Baggot stopped suddenly and frowned. “It sounds childish, telling it. As if it were some silly sort of extravaganza. But there’s the dialogue. Smart and unexpected, you know. Modern drawing-room stuff put up against the heart of the forest and the figures of the story-books. Bringing the sublime and the ridiculous together, you know—and the material and the ideal, and the every-day and the remote. Silly fallacies of our own day, set against the truth in words such as Æsop would have used.” He stopped suddenly and threw out his hands in a despairing gesture. “Oh, what’s the use?” he demanded. “I can’t get at it at all, just talking about it. You’ll have to see it in writing.”

“I’m sure I understand,” Baron reassured him. “You don’t put it so vaguely at all. And you know I saw the first act.”
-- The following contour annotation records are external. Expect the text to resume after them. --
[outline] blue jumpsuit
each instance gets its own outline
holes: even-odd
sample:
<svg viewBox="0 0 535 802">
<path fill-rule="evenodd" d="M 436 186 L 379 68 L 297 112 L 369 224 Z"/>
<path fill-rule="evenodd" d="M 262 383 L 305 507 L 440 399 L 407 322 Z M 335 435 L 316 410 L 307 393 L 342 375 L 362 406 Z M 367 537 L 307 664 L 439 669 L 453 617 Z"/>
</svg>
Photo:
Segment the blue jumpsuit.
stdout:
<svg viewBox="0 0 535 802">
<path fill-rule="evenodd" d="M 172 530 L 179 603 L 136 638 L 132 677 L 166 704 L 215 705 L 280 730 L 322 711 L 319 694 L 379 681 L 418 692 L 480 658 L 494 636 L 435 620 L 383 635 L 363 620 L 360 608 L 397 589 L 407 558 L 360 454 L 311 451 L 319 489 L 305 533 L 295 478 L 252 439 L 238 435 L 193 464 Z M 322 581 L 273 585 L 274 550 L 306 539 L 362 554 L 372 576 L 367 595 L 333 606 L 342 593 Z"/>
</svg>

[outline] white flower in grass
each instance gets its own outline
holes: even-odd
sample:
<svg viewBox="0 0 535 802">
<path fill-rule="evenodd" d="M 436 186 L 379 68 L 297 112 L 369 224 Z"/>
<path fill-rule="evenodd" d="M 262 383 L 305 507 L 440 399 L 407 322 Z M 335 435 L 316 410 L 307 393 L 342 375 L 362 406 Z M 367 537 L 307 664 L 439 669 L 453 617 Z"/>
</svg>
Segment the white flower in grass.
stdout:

“Yes.... But I’ve done that over—ever so much better.” He clasped his knee in his hands and fidgeted for a moment. And then he broke out with—“And the settings! The four seasons, in the forest, for the four acts. Big things to hit the eye—but nicely, you know, so that the drama doesn’t suffer—so that it’s not choked, you might say.”

“Yes,” said Baron, “I understand.”

Baggot began to go more into detail touching the plot. He put this part of it very incisively. Occasionally he laughed, or his eyes blazed with satisfaction. He had reached the end before it was time for them to leave the car.

Bonnie May had seemed to be listening attentively to Mrs. Baron; but once Baron heard her say, with slight confusion: “I beg your pardon,” because she had not responded to a question that had been put to her.

Now, as they were getting ready to leave the car, she nodded her head decisively.

“Why are you nodding?” asked Mrs. Baron. She was frankly irritated.

And the child prevaricated. “Oh, I think it’s because I’m—well, satisfied.”

The entrance to Fairyland might have been described as a study in chaos. Hundreds of people were pouring into the gates, and they were all coming immediately under the spell of the bedlam of noises and the blaze of lights.